For the RTs rostered at the former RAH during the early transition, some took longer and were more reluctant to adjust to the new department. When the last group of RTs moved into the new department, they were paired with RTs who were committed to the new department and this helped the newer staff to adjust. By the end of the official move week, all staff were familiar with the new department and were making steps towards commitment.

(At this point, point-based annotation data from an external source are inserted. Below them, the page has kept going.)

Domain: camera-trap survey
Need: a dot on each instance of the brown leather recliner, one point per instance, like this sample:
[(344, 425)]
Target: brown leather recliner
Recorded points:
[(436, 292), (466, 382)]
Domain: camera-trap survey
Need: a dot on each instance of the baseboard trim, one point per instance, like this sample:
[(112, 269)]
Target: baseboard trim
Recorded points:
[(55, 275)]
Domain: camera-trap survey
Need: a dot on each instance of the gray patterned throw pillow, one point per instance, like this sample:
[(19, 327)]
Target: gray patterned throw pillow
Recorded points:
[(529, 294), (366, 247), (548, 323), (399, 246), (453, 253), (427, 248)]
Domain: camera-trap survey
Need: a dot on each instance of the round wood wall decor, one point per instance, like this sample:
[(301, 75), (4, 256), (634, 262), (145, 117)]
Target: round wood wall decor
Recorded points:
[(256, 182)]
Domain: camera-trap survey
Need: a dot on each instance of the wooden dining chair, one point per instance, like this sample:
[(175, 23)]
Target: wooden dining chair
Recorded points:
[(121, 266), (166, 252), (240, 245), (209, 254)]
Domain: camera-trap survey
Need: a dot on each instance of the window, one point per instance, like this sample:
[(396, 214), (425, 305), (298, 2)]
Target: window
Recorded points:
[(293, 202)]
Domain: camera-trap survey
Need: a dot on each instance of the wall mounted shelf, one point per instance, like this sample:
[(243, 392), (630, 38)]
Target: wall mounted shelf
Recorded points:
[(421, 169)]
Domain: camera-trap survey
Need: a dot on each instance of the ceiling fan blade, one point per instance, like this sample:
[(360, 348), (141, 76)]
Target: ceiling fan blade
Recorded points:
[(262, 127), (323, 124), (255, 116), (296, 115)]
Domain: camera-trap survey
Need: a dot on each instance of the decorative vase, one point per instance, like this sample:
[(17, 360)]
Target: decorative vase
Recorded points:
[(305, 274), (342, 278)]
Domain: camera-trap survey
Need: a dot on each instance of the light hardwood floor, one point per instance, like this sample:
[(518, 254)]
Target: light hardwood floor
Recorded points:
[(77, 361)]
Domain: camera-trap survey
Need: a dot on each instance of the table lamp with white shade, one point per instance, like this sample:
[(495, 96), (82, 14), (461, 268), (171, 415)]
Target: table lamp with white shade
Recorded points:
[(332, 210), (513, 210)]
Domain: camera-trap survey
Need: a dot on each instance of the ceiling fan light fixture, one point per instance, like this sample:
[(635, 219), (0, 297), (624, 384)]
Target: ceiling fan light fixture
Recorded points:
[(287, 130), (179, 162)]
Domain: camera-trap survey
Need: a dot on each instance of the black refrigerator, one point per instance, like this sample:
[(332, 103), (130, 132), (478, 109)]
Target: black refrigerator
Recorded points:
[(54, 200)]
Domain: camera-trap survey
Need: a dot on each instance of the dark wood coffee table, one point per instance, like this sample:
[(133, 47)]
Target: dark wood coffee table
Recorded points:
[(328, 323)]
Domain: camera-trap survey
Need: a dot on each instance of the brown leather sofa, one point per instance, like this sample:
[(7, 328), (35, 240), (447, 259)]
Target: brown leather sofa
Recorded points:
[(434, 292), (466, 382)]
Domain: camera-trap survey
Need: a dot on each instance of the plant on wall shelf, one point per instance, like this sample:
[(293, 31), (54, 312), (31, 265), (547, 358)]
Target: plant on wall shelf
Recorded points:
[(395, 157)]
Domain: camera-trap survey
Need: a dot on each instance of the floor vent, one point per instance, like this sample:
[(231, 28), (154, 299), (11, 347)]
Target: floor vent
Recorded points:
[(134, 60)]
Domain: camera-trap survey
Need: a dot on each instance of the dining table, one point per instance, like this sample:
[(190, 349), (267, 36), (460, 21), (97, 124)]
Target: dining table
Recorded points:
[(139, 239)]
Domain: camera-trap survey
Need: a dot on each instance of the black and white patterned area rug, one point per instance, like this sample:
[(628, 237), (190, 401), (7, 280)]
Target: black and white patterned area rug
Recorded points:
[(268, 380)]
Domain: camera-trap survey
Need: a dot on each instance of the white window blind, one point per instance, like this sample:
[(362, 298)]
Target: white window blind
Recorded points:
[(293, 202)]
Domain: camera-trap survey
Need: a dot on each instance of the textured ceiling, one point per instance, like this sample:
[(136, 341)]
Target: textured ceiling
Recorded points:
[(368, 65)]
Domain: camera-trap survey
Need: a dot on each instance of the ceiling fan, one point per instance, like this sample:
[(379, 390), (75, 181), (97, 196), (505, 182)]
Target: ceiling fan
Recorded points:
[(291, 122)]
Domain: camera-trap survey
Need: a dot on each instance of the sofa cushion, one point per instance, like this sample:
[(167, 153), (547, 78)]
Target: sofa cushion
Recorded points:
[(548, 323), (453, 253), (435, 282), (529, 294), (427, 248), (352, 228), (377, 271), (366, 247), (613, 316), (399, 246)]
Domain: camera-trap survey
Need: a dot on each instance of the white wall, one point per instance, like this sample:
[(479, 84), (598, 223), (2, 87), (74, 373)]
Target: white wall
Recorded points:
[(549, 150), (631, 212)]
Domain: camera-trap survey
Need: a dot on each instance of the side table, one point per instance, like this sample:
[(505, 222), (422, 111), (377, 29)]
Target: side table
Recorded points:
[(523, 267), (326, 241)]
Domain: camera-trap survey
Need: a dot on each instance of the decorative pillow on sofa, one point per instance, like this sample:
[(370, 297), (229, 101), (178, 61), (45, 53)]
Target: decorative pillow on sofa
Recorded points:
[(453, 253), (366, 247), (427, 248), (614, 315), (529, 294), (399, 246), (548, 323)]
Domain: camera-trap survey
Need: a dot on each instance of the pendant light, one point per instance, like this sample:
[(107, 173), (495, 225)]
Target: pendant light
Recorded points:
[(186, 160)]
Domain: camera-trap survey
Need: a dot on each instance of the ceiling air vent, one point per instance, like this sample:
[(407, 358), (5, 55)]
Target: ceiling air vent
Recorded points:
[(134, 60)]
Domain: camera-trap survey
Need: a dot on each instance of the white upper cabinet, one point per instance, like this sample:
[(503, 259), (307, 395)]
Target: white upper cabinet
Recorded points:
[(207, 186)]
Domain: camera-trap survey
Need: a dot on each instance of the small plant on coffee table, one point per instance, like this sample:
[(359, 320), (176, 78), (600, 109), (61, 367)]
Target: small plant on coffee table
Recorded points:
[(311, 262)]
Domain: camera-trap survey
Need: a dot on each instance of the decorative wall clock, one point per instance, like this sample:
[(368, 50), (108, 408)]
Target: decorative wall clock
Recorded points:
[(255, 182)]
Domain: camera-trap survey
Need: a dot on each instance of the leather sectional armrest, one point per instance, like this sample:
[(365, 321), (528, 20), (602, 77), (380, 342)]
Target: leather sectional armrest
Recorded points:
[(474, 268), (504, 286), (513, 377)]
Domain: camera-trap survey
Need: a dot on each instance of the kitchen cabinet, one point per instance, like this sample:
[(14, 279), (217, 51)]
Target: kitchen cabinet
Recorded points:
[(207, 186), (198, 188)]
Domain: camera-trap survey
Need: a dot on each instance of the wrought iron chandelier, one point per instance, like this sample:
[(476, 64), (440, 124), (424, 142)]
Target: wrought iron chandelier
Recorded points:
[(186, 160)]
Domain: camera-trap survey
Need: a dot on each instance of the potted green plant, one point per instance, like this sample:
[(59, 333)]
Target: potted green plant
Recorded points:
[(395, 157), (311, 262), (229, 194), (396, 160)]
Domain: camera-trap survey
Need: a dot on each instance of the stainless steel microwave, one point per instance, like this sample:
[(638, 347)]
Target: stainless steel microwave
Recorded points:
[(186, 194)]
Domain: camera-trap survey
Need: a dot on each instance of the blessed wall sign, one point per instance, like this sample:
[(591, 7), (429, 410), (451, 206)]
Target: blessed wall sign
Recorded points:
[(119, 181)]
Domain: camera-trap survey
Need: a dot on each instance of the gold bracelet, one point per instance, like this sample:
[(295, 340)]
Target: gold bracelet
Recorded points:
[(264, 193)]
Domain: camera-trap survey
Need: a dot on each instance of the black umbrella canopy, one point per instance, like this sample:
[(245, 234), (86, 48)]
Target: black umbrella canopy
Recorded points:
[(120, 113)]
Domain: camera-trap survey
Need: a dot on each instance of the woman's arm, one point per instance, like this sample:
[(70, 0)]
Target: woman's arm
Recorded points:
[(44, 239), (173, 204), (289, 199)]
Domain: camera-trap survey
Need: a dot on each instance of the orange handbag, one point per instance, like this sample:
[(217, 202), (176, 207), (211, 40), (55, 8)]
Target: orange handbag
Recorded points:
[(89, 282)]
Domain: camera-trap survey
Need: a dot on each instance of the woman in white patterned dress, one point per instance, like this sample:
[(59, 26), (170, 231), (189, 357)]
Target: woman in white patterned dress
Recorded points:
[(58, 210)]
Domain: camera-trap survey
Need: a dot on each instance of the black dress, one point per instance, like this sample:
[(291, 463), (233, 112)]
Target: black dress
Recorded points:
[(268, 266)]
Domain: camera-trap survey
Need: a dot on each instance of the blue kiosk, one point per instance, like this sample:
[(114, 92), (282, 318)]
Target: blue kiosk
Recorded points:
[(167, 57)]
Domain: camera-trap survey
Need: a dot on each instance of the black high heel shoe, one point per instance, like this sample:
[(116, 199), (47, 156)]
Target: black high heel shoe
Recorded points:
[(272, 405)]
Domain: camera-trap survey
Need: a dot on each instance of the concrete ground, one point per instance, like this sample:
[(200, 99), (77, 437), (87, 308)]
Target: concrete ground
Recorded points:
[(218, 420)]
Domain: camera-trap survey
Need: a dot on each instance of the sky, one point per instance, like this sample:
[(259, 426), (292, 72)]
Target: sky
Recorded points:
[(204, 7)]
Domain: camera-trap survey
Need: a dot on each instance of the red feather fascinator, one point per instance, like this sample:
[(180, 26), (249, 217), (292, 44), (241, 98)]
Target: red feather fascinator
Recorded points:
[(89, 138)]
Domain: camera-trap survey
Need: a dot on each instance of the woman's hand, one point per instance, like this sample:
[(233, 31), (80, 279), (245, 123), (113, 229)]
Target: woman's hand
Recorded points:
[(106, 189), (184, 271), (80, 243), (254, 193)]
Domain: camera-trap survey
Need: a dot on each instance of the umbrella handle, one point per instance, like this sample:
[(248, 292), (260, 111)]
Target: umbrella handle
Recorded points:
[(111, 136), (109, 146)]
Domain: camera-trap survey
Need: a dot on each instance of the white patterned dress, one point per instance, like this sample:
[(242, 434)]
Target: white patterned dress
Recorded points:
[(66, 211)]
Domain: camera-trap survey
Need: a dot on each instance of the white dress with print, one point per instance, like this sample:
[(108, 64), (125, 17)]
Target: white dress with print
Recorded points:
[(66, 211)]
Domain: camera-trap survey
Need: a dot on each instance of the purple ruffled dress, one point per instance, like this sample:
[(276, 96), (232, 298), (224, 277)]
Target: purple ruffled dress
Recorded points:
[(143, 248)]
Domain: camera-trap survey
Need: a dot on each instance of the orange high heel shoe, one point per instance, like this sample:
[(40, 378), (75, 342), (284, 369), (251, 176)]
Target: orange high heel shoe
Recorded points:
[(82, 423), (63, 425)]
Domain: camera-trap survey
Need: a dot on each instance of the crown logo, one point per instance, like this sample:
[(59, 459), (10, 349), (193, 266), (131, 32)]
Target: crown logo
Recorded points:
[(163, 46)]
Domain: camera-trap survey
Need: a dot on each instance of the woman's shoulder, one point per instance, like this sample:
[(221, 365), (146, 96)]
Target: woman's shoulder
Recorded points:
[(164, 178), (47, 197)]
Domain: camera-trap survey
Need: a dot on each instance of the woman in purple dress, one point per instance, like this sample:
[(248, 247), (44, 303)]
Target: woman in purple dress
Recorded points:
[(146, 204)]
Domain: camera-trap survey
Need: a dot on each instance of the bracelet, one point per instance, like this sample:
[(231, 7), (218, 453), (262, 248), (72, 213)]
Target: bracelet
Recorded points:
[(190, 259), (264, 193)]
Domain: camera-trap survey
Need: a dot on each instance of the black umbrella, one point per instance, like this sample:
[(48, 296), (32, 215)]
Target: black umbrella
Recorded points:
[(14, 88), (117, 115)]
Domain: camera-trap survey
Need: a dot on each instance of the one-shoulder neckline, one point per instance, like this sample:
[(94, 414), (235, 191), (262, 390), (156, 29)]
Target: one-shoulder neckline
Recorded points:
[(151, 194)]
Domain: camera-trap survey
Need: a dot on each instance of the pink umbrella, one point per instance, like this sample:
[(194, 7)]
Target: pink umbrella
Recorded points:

The official hospital move
The hospital move took place over 4–7 September 2017. The new radiation oncology department continued treating with two linacs until 4 September when a third linac started treating patients. The final radiation oncology patient to receive treatment at the former RAH was presented with a certificate. One linac was transferred from the former RAH site to the new RAH and it was decommissioned the week of 11 September, then moved, recommissioned and started treating patients on 17 January 2018. The managers praised the team for their endurance throughout the change period.
Post official move
One month after the transition, staff were more settled in the new department and there was relief to be back working across two sites rather than three.
Summary
Change is dependent on the extent to which employees are willing to change,21 therefore, their coping mechanisms need to be central in managing a change process.22 Employees move through the change stages at different rates and this can often make change management complicated.9 Well‐managed change involves people feeling supported through the process of change.11
Moving the radiation oncology department was a large change operation made possible with a transition plan working across three sites with increased activity at LMH. This provided continuity of radiation therapy services to cancer patients in South Australia and enabled staff the capacity to move through the change stages: denial, resistance, exploration and commitment.
Ethics Approval
The Royal Adelaide Hospital Human Research Ethics Committee Human Research Ethics Committee approved the publication of this paper. Ethics notification was acknowledged on 21 December 2018. As this evaluation was considered a reflection on the move to the new RAH, no further ethics approval was required.
Conflict of Interest
The authors declare no conflict of interest.
Acknowledgements
The author would like to thank Deb Page (new RAH Cancer Commissioning Manager) for her support throughout the move, along with the radiation oncology team at the Royal Adelaide Hospital and Lyell McEwin Hospital, as well as the Cancer Executives at the RAH and Medical Executive team at LMH. We would also like to thank the media team at the Royal Adelaide Hospital for their support and promotion of the radiation oncology service.